WAARSCHUWINGEN VOOR HYDRAULISCHE AANSLUITINGEN
Het is verplicht om een geschikt toestel tegen overdruk (niet meegeleverd) op de waterinlaatleiding
van het toestel te schroeven. In landen die EN 1487 erkennen, moet de waterinlaatleiding van het
toestel uitgerust zijn met een veiligheidsapparaat dat voldoet aan de eerder genoemde norm.
Het moet nieuw zijn, met 3/4" afmetingen en gekalibreerd tot een maximale druk van 0,7 MPa,
inclusief ten minste een kraan, terugslagklep, veiligheidsklep en hydraulische lastuitschakeling.
Er mag niet met dit veiligheidsapparaat worden geknoeid en het moet regelmatig in werking worden
gesteld om te controleren of het niet geblokkeerd is en om eventuele kalkaanslag te verwijderen.
Het water kan uit de afvoerleiding van het drukafvoertoestel druppelen en de leiding moet open
worden gelaten voor de atmosfeer. Als op het drukafvoertoestel een afvoerleiding is aangesloten,
moet zij aflopend in een vorstvrije omgeving worden geïnstalleerd.
Een drukverminderaar (niet meegeleverd) is nodig wanneer de inlaatwaterdruk groter is dan
0,5 MPa (5 bar), die op de hoofdwaterleiding moet worden aangesloten.
De minimale inlaatwaterdruk voor de juiste werking van het toestel is 0,15 MPa (1,5 bar).
Bij modellen met een warmtewisselaar (zonne-energiespiraal) mag het circuitdruk niet hoger zijn
dan 1,0 MPa (10 bar) en mag de temperatuur niet hoger zijn dan 80°C.
Zie de beschrijving en afbeeldingen in de paragraaf 6.5 "Hydraulische aansluitingen" en paragraaf
6.6 "Integratie met zonne-energiesysteem".
WAARSCHUWINGEN VOOR ELEKTRISCHE AANSLUITINGEN
Het toestel moet worden geïnstalleerd in overeenstemming met de nationale bedradingsvoorschriften.

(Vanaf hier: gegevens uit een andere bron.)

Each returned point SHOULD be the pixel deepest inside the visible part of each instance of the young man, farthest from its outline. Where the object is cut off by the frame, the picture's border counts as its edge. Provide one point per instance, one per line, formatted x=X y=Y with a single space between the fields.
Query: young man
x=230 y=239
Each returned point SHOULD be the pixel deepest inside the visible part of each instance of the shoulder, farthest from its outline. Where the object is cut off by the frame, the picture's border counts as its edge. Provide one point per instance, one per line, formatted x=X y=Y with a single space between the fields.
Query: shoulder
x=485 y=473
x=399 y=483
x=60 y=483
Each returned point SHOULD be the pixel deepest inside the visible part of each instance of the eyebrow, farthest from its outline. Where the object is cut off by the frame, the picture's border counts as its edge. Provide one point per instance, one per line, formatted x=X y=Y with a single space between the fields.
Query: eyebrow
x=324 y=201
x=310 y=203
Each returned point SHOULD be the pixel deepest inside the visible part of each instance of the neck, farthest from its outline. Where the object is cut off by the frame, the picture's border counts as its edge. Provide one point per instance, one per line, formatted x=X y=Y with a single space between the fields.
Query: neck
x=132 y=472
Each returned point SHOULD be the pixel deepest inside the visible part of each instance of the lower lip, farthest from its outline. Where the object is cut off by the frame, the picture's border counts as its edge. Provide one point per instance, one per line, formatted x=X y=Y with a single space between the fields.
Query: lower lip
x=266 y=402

De elektrische installatie moet vóór het toestel voorzien zijn van een uitschakelinrichting
voor alle polen (stroomonderbreker, zekering), die voldoet aan de geldende plaatselijke
installatievoorschriften (30 mA differentieelschakelaar).
Een aardingsaansluiting is verplicht. De fabrikant van het toestel kan niet aansprakelijk worden
gesteld voor schade die wordt veroorzaakt door het niet aarden van het systeem of door
abnormaliteiten in de elektrische voeding.
Het is ten strengste verboden het toestel aan te sluiten op het lichtnet door middel van verlengingen
of door middel van een stekkerdoos.
Voordat u het deksel verwijdert, moet u ervoor zorgen dat de stroom is uitgeschakeld om letsel of
elektrische schokken te voorkomen.
Zie de beschrijving en afbeeldingen in respectievelijk de paragraaf 6.7 "Elektrische aansluitingen"
en paragraaf 6.8 "Bedradingsschema".